Secondo gli ultimi dati forniti dal Ministero, più di 84.000
donne hanno abortito in Italia nel 2016.
Questo atto, praticato sotto il controllo medico, è dei più semplici.
Eppure il percorso delle donne che abortiscono diventa
sempre più complesso. Il diritto all'aborto è minacciato: in pratica, sia dalle
difficoltà del servizio ospedaliero pubblico (per la presenza di un numero
elevatissimo di obiettori di coscienza), sia nei discorsi, perché l'aborto
viene regolarmente presentato come una tragedia da cui è impossibile
riprendersi, un trauma sistematico.
Questi discorsi sull'aborto sono slogan molto lontani da ciò
che la stragrande maggioranza delle donne vive e hanno lo scopo di spaventare e
di farli sentire colpevoli.
Siamo stufe di sentirci dire cosa pensare e sentire.

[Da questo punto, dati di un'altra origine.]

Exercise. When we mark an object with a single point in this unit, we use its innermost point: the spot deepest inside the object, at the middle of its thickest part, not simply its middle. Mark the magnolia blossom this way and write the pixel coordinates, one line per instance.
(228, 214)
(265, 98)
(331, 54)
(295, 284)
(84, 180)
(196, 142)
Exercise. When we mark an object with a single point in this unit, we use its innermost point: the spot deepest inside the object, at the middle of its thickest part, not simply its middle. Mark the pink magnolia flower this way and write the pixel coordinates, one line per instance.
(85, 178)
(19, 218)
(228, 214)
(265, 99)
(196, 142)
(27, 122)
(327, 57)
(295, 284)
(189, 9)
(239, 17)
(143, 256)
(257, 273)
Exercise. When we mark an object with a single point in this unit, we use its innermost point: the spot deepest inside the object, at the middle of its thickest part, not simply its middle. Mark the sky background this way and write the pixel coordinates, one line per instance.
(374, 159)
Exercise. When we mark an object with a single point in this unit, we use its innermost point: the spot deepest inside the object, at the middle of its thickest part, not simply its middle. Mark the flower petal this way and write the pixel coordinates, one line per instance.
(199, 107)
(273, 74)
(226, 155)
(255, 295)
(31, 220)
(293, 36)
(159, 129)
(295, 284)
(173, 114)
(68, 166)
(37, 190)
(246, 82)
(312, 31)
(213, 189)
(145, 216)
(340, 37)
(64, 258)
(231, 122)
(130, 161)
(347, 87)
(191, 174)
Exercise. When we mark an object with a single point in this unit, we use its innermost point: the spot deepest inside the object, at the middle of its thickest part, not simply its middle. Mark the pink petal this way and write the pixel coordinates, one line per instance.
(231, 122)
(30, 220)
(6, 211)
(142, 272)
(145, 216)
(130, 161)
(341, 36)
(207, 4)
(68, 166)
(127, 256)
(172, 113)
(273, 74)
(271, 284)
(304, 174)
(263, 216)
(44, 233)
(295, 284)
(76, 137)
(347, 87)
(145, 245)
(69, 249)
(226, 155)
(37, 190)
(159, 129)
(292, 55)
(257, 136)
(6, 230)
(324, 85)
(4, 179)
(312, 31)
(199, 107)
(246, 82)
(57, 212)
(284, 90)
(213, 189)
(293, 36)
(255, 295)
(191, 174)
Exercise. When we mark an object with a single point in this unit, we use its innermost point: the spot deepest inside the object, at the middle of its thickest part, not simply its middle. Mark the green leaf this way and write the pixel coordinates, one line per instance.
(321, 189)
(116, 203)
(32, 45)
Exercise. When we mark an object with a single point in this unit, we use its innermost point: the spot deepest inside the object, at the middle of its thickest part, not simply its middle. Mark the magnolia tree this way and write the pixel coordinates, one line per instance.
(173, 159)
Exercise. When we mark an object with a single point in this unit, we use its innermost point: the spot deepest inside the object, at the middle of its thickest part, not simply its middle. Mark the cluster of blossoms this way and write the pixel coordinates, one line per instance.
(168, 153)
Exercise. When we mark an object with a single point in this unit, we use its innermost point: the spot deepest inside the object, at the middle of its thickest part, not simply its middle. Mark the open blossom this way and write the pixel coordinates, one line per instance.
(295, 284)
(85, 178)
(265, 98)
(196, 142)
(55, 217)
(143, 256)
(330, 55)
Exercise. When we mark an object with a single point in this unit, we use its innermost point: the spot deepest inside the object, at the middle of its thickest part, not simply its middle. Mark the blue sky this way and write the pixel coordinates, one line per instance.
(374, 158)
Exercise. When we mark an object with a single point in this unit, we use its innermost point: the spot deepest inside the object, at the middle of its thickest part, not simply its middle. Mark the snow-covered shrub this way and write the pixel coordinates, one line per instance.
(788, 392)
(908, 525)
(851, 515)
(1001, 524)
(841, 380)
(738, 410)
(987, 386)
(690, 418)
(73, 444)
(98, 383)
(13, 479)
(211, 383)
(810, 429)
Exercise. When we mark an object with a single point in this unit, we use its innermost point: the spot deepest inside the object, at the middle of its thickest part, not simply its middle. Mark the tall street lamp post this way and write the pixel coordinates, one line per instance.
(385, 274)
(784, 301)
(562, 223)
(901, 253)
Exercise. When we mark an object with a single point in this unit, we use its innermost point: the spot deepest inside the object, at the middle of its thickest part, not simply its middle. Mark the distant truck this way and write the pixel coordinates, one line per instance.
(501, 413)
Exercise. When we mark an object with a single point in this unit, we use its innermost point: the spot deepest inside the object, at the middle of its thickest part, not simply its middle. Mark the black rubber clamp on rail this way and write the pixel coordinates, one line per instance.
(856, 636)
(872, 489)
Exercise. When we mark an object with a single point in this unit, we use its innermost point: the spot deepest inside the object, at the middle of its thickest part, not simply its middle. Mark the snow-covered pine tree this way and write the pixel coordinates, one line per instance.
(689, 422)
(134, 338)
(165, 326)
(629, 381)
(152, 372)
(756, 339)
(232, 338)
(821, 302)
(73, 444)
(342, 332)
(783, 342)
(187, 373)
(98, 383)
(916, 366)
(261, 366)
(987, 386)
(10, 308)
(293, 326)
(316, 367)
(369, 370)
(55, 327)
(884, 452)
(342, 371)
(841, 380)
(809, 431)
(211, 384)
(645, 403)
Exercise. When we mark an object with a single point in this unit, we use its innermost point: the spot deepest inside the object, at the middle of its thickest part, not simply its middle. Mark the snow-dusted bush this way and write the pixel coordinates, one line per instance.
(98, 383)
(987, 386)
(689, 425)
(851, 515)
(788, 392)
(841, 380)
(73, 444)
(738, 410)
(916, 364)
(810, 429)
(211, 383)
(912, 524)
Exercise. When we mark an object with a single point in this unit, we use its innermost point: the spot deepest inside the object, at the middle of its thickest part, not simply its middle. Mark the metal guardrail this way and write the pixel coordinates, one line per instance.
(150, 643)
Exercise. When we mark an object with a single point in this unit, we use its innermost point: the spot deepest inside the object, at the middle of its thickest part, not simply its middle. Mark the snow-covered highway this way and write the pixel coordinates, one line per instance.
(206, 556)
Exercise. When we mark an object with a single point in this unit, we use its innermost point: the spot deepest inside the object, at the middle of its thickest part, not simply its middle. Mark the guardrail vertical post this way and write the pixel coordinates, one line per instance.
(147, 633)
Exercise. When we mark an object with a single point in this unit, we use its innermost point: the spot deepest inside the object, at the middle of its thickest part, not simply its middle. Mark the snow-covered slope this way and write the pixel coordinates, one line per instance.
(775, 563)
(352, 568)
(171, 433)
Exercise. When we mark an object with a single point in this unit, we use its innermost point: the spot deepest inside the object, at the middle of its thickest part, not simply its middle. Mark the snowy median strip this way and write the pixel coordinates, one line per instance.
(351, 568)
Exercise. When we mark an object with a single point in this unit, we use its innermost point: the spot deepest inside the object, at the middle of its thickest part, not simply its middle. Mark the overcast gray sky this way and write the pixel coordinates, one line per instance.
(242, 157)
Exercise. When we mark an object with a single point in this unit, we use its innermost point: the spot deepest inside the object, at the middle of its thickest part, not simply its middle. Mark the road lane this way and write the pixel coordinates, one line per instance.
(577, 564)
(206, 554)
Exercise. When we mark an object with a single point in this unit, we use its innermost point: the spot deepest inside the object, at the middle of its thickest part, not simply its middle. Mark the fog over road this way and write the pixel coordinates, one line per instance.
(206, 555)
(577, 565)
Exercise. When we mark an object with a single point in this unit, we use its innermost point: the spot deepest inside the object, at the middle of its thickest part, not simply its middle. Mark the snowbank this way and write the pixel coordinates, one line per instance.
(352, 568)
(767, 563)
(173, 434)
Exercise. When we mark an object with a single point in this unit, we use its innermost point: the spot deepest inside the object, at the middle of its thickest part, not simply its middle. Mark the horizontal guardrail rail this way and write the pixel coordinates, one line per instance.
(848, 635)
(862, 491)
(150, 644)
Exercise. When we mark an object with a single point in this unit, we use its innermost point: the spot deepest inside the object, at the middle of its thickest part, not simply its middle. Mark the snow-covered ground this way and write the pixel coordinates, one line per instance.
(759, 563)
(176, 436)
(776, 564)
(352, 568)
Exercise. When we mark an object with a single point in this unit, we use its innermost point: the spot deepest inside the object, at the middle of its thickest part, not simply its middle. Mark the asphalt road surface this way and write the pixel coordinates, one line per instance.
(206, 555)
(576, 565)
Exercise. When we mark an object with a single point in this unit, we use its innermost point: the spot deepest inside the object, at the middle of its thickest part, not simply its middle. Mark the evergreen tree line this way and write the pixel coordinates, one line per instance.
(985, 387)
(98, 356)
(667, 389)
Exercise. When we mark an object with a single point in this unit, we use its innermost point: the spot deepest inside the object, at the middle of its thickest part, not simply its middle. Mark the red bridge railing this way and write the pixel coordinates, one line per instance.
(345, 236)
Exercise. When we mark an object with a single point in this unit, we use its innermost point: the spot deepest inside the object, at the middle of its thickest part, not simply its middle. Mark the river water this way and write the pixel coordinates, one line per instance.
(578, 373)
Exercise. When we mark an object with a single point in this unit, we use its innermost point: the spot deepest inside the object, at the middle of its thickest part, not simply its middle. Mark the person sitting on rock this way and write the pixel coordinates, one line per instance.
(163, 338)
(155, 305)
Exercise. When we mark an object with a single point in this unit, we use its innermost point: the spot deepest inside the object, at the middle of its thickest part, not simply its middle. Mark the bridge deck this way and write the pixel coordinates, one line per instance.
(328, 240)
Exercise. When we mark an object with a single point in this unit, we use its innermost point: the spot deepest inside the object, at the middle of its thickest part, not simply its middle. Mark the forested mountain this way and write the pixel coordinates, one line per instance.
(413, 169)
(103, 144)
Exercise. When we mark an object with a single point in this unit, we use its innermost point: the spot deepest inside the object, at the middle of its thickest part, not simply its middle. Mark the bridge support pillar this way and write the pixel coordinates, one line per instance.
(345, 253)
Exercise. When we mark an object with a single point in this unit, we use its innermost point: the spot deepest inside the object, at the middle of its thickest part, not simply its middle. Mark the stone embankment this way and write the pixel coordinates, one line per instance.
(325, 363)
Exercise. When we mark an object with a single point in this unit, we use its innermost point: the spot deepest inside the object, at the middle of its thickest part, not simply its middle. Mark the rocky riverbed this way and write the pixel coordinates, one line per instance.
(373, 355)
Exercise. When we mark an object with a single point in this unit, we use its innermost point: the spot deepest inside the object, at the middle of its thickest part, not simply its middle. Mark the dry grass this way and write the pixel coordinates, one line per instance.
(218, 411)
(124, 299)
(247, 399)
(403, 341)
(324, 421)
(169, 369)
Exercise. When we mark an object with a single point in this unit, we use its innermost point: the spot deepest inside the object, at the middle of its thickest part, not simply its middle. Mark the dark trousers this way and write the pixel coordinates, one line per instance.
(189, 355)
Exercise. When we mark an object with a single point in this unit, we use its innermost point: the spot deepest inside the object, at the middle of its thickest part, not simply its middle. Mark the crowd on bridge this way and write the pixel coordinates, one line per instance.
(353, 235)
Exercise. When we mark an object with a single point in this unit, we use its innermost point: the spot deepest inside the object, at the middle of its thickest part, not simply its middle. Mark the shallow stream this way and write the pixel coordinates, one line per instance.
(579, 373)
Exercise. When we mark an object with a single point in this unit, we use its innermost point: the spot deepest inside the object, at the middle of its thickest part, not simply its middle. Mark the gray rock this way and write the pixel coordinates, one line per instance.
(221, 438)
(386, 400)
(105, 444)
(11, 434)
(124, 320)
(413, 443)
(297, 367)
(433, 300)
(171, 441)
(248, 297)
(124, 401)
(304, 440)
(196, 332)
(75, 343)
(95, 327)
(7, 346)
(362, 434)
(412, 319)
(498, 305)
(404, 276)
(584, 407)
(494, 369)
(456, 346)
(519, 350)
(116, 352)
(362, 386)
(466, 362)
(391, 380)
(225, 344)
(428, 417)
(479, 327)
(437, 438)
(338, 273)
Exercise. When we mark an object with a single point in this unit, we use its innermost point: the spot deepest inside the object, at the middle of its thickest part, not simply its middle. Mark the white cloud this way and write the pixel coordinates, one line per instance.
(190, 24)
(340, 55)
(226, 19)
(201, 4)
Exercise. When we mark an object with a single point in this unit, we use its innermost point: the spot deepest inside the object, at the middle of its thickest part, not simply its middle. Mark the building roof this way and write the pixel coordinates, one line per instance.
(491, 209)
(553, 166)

Siamo
stanchi di questa forma di abuso politico, mediatico e medico.
L'aborto è un nostro diritto, l'aborto è una nostra
decisione. Questa decisione deve essere rispettata: non siamo sprovvedute o
incoscienti. Non dobbiamo sentirci in colpa, vergognarci o necessariamente
essere infelici. Rivendichiamo il diritto di abortire a testa alta, perché
difendere il diritto all'aborto non deve limitarsi a chiedere tolleranza o
comprensione.
Diciamo forte e chiaro che l'aborto è la nostra libertà e
non una tragedia.
Dichiariamo di aver abortito e di non avere rimpianti: stiamo
molto bene.
Chiediamo modalità per rispettare finalmente il diritto
all'aborto. Chiediamo il suo accesso incondizionato, ma anche la libertà di fare ciò che vogliamo
con il nostro corpo senza che ci venga detto come dovremmo sentirci.